Late Thursday night, the boxing world was greeted to reports that Garcia and Devin Haney, the WBC 140-pound titlist, agreed to a showdown to take place April 20th on DAZN Pay-Per-View at a venue to be determined.
The rivalry between Victorville, California’s Garcia, 25, and Henderson, Nevada’s Haney, 25, stems from their amateur days, when they split six fights, three wins apiece.
“I can’t wait for you guys to see (being better than Haney,” Garcia told FightHype.com. “April 20th, buy your ticket. We’ll get into more of this when I got time to really digest the questions. But as of right now just know, start praying for Devin.”
Asked to comment on how negotiations crossed the finish line for what will be another high-profile fight for Garcia, the former lightweight contender pointed to his team. Garcia is promoted by Golden Boy Promotions and advised by Lupe Valencia.
“I’ve got a great team,” Garcia said. “I don’t mess around with trying to make the biggest fights happen. There’s a lot of things. It’s here, what does it matter?”
Of Bill Haney, Devin’s father-trainer-manager, Garcia was far less charitable.

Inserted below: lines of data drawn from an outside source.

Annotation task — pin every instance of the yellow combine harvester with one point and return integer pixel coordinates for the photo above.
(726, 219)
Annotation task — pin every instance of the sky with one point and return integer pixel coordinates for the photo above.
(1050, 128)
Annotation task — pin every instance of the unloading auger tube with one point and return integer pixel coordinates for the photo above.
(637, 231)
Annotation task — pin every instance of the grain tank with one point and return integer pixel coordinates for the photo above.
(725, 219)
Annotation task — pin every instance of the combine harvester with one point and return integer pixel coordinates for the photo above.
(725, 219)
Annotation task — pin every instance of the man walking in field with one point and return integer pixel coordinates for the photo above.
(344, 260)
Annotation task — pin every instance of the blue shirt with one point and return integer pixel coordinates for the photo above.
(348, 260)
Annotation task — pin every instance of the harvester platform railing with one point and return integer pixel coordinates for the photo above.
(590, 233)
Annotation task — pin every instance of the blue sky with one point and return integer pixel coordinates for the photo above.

“Bill Haney needs to stop the pimping game,” Haney said, referring to comments the elder Haney made recently. “He’s pimping his own son. Tell him to f— off.”
The matchup marks Garcia’s first attempt at a world title.
Garcia (24-1, 20 KOs) suffered the first loss of his career last year when he took on Gervonta Davis, arguably the most bankable American prizefighter at the moment, and lost by knockout in the seventh round.
Haney (31-0, 15 KOs) has emerged as one of the top fighters in the sport in the last couple of years. He became undisputed lightweight champion in June of 2022 with a comprehensive unanimous decision over George Kambosos, a result he would replicate in the contractually-mandated rematch four months later. Haney followed that up last year with a title defense against three-division titlist Vasiliy Lomachenko, winning a somewhat controversial unanimous decision.
Immediately thereafter, Haney moved up to 140 for the first time in December to take on then WBC junior welterweight titlist Regis Prograis. Haney dominated the highly regarded Prograis over 12 rounds to collect a unanimous decision.